Fairly complete icon themes already look great! Others will need to add some new icons that are only displayed by Plasma, which was not necessary in Plasma 5. Icon theme creators take note! And I’ll write a separate post about this later.

Porting KCMs to use header actions also results in a user-facing changes. Now System Settings KCMs have largely dropped their double-height footers by moving some of the footer actions to their headers. The result looks great:

In the future we also plan to investigate moving the remaining bottom buttons elsewhere, so that KCMs can have no footers at all

Not too shabby, eh?

What’s next

As I mentioned, we still need to port all the widgets away from DataEngines. That’s ongoing. And there are some more lower-priority porting projects that we’ll be working on over time, such as removing custom CompactRepresentation code from widgets in favor of using the standard one and using the standard QML KCM components in Plasma widgets’ config windows. Those are lower priority though, and can be done at any time, including after Plasma 6 is released.

Beyond that, it’s time to move fully into stages 4 and 5: implementing planned features and polishing everything up in preparation for a release. In addition to the features relating to icons and KCMs that I mentioned earlier, a bunch more planned changes are mentioned on the Plasma 6 wiki page. Folks will be starting work on those soon. These planned changes are of course in addition to the random and awesome unplanned changes submitted by volunteers not working in close coordination with the Plasma team. For example the Autostart KCM is undergoing heavy changes right now as the result of some excellent volunteer contributions. So expect Plasma 6 to have a lot of amazing things in it!

How to help

If you’re a developer

Help port widgets away from DataEngines so we can close the lid on major porting work.

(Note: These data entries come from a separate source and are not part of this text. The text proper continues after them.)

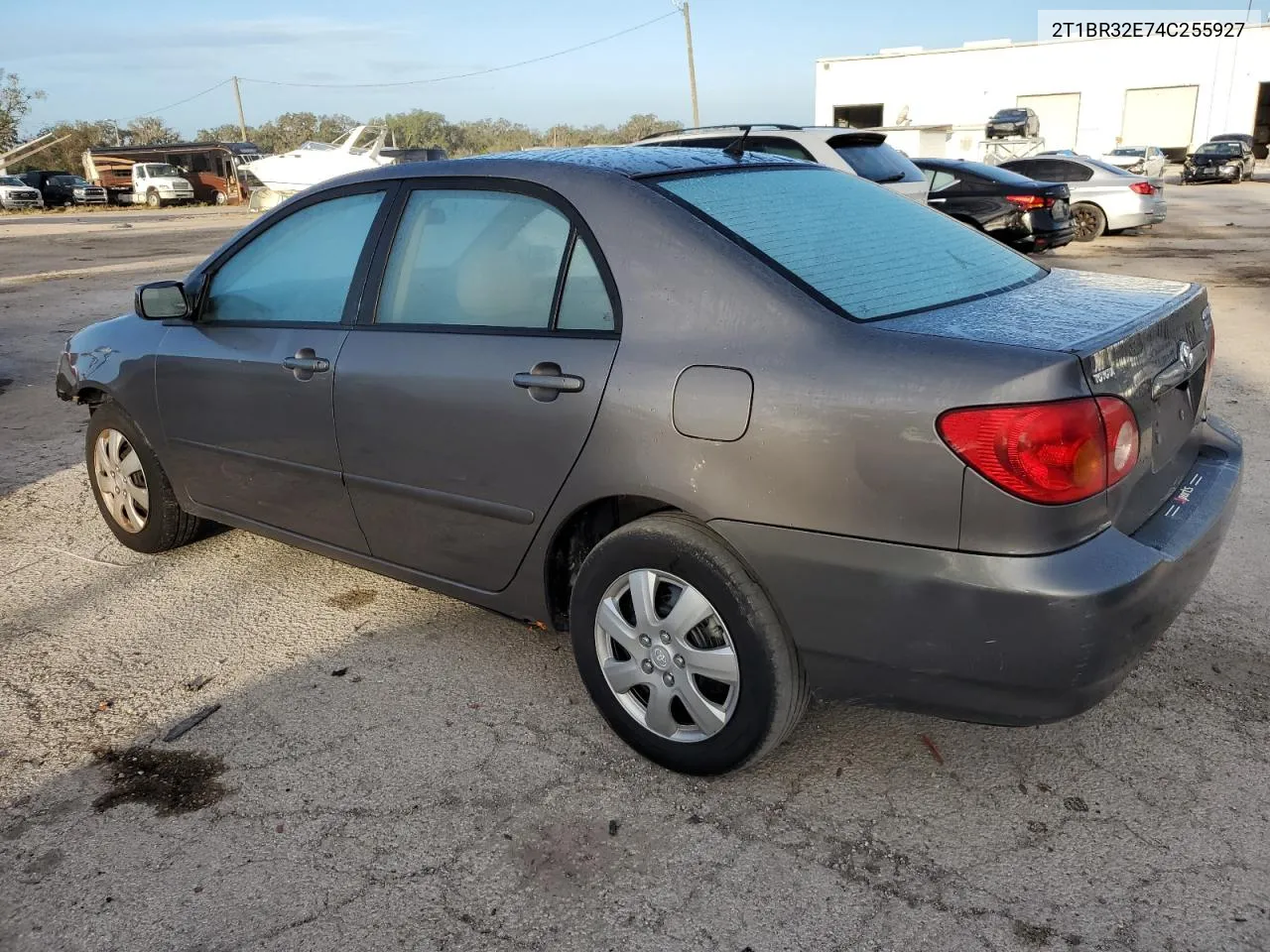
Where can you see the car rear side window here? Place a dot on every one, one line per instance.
(867, 252)
(472, 258)
(298, 271)
(875, 162)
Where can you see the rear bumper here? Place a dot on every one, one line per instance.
(994, 639)
(1150, 211)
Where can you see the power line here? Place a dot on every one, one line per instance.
(463, 75)
(182, 102)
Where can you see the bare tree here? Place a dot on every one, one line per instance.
(16, 103)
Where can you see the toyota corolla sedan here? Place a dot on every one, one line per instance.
(742, 426)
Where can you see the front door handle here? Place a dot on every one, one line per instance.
(307, 363)
(547, 381)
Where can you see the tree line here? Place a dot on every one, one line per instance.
(418, 128)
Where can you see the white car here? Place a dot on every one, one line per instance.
(16, 193)
(1141, 160)
(855, 151)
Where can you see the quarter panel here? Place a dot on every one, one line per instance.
(842, 429)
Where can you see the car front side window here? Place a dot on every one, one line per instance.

Also, start submitting merge requests for your major feature work. If you want it to ship with Plasma 6.0, the time to do so is now! We have probably a 2-3 month window of time remaining before we start branching for betas and any new features have to be deferred until Plasma 6.1.

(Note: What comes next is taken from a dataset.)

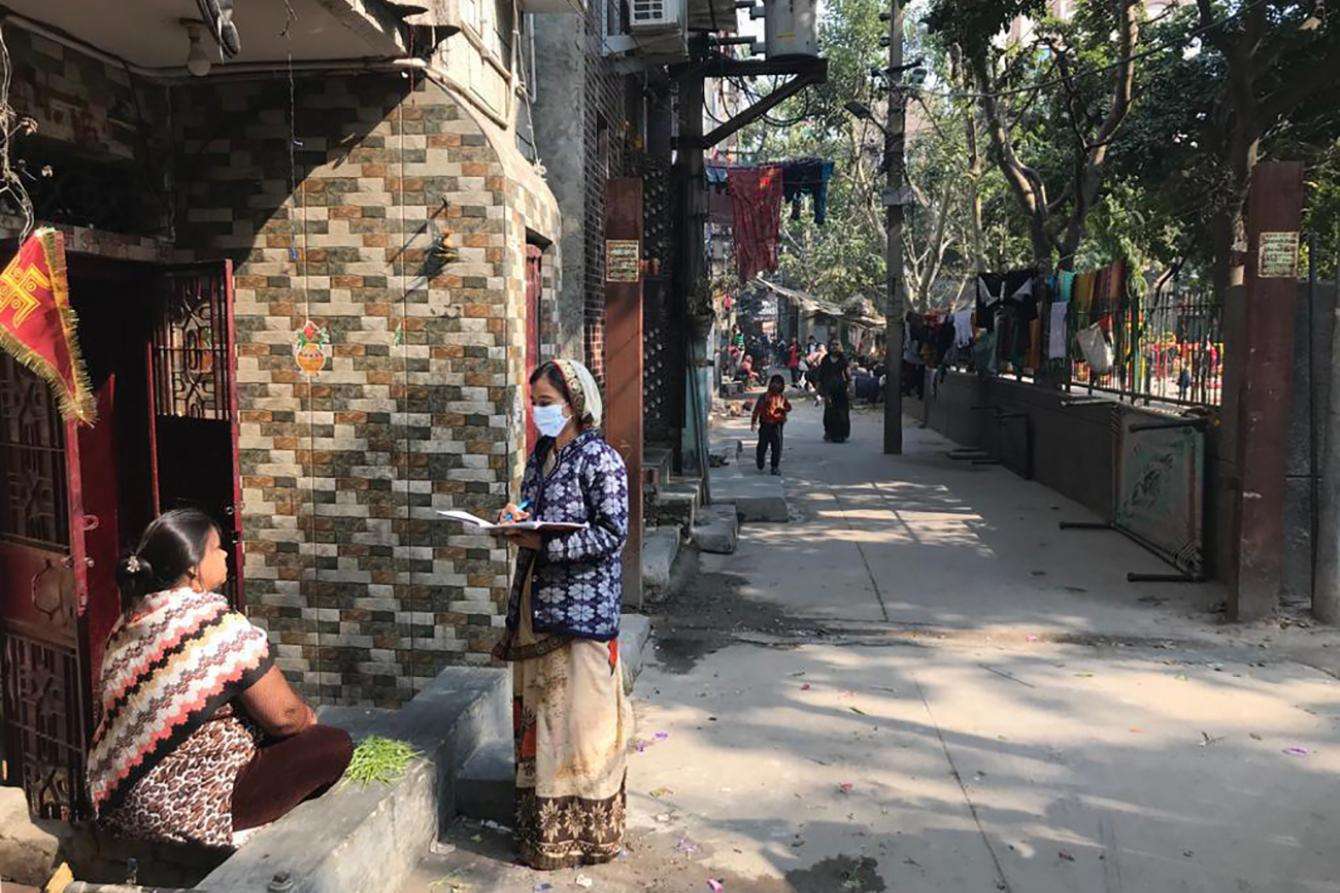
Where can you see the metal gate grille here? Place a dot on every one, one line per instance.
(44, 726)
(34, 510)
(658, 384)
(190, 364)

And finally, since you’re already living on Plasma 6 git master (no doubt! 🙂 ), go fix some more of these bugs you encounter on a daily basis! You know, the ones that are annoying you but you already found a workaround? Delete your workaround, then fix it for everyone! Can’t find any bugs? Fix some of these!

If you’re an excited user

Test out Plasma 6 in a real environment! Use it. Test it. Break it. Find all the bugs. And then report them on https://bugs.kde.org! We want the number of open bug reports to go up for a while, as this represents people reporting issues that have been newly found, or weren’t previously tracked with Bugzilla tickets. We need that! Everything must be tracked!

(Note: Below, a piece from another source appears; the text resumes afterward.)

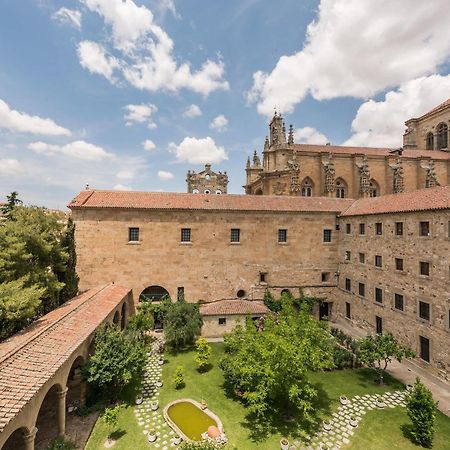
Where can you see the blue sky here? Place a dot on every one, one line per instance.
(132, 94)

If you’ve got money to spare

KDE is run by people volunteering their time to work on it or sponsored to do so by their employers, but now KDE e.V. is one such employer too! And [puts on board member hat] we want to make sure we have the financial leeway to remain one. The majority of KDE e.V.’s funding comes from small individual donations (here are the ones from PayPal, for example), and you can be a part of keeping it that way! Every little bit helps us to continue to pay our server bills, host free-to-attend conferences and sprints and even pay for people’s travel costs, employ folks to develop, package, and promote the software, and so on. If you can make a donation, we’d really appreciate it!